[Backport 5.4] direct_failure_detector: increase ping timeout and make it tunable #18559

mergify · 2024-05-08T01:56:21Z

The direct failure detector design is simplistic. It sends pings sequentially and times out listeners that reached the threshold (i.e. didn't hear from a given endpoint for too long) in-between pings.

Given the sequential nature, the previous ping must finish so the next ping can start. We timeout pings that take too long. The timeout was hardcoded and set to 300ms. This is too low for wide-area setups -- latencies across the Earth can indeed go up to 300ms. 3 subsequent timed out pings to a given node were sufficient for the Raft listener to "mark server as down" (the listener used a threshold of 1s).

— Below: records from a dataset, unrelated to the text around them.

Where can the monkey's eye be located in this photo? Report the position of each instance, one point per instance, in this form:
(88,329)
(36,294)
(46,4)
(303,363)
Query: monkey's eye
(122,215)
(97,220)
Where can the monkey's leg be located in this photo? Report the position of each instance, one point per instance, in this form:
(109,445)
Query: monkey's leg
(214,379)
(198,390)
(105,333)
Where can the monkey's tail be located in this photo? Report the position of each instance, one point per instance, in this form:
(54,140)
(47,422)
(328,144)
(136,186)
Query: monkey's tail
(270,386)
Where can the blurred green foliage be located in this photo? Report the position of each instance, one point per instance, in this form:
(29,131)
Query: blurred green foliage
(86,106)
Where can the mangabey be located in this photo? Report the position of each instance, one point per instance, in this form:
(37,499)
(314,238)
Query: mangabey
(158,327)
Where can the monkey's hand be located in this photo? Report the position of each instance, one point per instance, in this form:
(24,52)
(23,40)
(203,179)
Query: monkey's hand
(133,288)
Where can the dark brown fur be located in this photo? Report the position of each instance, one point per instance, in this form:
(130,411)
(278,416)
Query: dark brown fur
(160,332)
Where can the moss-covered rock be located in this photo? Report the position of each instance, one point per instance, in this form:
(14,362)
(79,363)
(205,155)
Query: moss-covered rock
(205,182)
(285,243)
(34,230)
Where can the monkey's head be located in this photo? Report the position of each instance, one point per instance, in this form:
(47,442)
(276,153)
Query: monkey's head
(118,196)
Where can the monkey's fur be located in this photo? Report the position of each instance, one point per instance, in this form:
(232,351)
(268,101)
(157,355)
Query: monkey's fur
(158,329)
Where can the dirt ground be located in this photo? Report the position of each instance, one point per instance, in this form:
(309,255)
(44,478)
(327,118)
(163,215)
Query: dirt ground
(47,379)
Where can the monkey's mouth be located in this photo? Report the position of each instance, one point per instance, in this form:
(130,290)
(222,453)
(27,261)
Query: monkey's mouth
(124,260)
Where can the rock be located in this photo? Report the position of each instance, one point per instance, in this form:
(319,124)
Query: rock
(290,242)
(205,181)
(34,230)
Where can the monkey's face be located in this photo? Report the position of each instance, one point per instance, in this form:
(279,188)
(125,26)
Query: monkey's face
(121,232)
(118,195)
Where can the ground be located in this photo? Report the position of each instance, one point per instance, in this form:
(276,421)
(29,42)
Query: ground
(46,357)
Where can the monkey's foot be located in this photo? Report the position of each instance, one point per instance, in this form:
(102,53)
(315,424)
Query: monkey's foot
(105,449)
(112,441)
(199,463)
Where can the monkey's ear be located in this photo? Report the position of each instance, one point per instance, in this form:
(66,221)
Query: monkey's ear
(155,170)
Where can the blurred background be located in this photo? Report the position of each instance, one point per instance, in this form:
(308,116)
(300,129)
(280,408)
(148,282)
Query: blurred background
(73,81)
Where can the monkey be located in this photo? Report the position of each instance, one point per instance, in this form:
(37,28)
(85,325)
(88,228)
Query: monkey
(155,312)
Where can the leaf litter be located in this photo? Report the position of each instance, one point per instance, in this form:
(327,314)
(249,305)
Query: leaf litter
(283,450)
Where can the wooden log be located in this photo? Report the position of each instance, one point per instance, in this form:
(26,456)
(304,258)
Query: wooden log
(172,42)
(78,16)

Increase the ping timeout to 600ms which should be enough even for pinging the opposite side of Earth, and make it tunable.

Increase the Raft listener threshold from 1s to 2s. Without the increased threshold, one timed out ping would be enough to mark the server as down. Increasing it to 2s requires 3 timed out pings which makes it more robust in presence of transient network hiccups.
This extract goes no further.